Without apology, we leave our worldview open to attack from others. The best offense in MO education is a staunch defense of our beliefs coupled with critical, but charitable analysis of competing philosophies. How many mechanchim are capable of answering tough theological questions with intellectual honesty and substantive knowledge of Jewish thought? How often do students finish high school, only to be exposed to fresh and exciting strains of Judaism in college that shake their former commitment to Orthodoxy? We need to address these issues in high school by hiring instructors who are not only Torah scholars, but reliable champions of the creed. We need to start offering courses in contemporary Jewish thought and in Modern Orthodoxy itself. And we need to paint a complete picture of Israel’s history, explaining why the Zionist narrative is the best interpretation of the facts. We cannot simply preach our creed. We must defend it tooth and nail.

Finally, we need transparency. We need to be open and honest about the goals of our institutions.
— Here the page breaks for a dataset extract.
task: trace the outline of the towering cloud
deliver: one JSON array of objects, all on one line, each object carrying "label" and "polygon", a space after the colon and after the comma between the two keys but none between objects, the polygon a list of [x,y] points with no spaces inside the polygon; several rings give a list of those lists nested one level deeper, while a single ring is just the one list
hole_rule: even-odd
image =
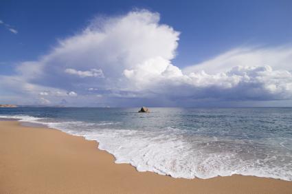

As I’ve said before, students can see through the fog. They know when back-room religious politicking pollutes the halls and classrooms, and they can smell an attempt at kiruv from miles away.

As you ponder the thought experiment, don’t fall prey to the framing trap. Consider whether all the discussion in modern academia about “method” in religious education ignores the most important question of all: Is Modern Orthodox the best?

If we can answer that, the rest will follow.